La dosis perfecta

Andrés Manuel López Obrador es un líder, sí, pero uno que explota cuando está a pie de calle.

Yuriria Sierra

Yuriria Sierra

Nudo gordiano

La mitad es la mitad del camino. Hace tres años, el Zócalo capitalino lleno y las expectativas al mil. Escribí meses antes de ese 1 de diciembre de 2018, incluso lo hice previo a la elección: si ganaba Andrés Manuel López Obrador, éste sería el sexenio de administrar la decepción. Sin embargo, no ha sido así del todo, y no por falta de puntería en el análisis, sino porque mientras de un lado la crítica busca las vías de esquivar las descalificaciones, en otro punto del espectro nacional, más que generadores de la decepción, se miran al espejo para el autoengaño y así reconocerse como creadores de narrativas, de perfectas narrativas. No importa la veracidad, sólo vale lo ensordecedor de los aplausos.

 

Hace sentido que en el escenario en el que nos sentimos mejor, sea ése al que siempre deseamos regresar. Andrés Manuel López Obrador es un líder, sí, pero uno que explota cuando está a pie de calle; es un personaje político al que le brilla el rostro cuando a su alrededor hay cientos de personas aplaudiendo cada palabra que dice, cuando es una multitud quien lo acompaña al compás de sus expresiones y declaraciones. Así es como ha operado desde que militaba en el PRI, lo hizo también estando en el PRD y como dirigente nacional de Morena. Tras ganar la elección presidencial de 2018, lejos de enfundarse en su papel de jefe del Ejecutivo federal, continúa aferrado al aplauso. Y aunque mucho se resistió, la pandemia lo obligó a suspender sus giras, evitar momentos para el saludo de sus seguidores, como viviendo en una eterna campaña. Veinte meses después, con tiento ha reiniciado sus giras alrededor del país, y hoy regresa a la plancha del Zócalo.

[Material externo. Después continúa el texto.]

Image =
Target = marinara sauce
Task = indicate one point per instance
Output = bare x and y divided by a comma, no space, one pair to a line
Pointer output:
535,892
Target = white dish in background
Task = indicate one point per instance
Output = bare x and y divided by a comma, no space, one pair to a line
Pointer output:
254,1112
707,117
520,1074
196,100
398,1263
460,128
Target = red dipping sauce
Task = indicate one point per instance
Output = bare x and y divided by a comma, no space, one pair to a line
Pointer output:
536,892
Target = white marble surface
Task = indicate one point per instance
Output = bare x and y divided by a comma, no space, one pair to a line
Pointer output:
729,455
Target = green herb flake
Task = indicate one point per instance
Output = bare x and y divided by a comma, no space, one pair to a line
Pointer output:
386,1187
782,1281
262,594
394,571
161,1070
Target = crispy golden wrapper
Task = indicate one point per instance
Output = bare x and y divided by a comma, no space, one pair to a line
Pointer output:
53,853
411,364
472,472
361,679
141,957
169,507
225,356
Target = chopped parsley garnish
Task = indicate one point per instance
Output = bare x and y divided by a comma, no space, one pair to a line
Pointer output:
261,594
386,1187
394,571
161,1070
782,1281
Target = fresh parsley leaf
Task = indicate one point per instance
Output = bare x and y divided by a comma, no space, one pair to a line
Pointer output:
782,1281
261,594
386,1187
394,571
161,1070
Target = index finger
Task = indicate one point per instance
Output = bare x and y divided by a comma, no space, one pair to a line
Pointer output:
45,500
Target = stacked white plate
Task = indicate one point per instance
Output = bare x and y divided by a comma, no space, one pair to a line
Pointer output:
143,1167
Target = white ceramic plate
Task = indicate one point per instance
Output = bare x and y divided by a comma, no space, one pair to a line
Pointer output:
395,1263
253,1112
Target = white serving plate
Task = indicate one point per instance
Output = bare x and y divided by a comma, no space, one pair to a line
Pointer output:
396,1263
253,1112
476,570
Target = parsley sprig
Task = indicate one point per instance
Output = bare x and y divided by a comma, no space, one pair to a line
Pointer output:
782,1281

López Obrador hará lo que ningún otro líder político de la actualidad puede hacer: llenará la plancha del Zócalo para informar sobre los resultados de sus tres primeros años de gobierno…”, escribió ayer Ricardo Monreal en Milenio. Sin embargo, no regresa porque urja un informe de resultados, lo hace porque lo que necesita es una validación que vaya mucho más allá de los índices de popularidad. Decía Roy Campos, de Consulta Mitofsky: López Obrador llega a la mitad de su mandato con el doble de aceptación que registraba su predecesor, Enrique Peña Nieto, cuando éste llegó a sus primeros tres años de gobierno; el Presidente, refiere Campos, es el político más reconocido en el país y al que poco le cuestan sus yerros. Irónicamente, a pesar de saberlo, parece necesitar demostrarlo.

Las conferencias de la mañana no son suficientes para alimentar la narrativa, por eso nada como llenar la plancha del Zócalo, donde podrá ufanarse de ser quien pone agenda. ¿Y qué podremos escuchar hoy por la tarde? Que nadie como él ha combatido la corrupción; que nadie como él enfrentó la pandemia; que en Palacio Nacional nadie se equivoca; que la crítica, más que un ejercicio obligado ante cualquier ejercicio de poder, es más bien una conspiración para denostar su labor. Recibir esta dosis de validación vale más que los riesgos. Ya lo dijo: quien desee, puede llevar cubrebocas, no es necesario, total, portarlo o no, no inhibe el sonido del aplauso.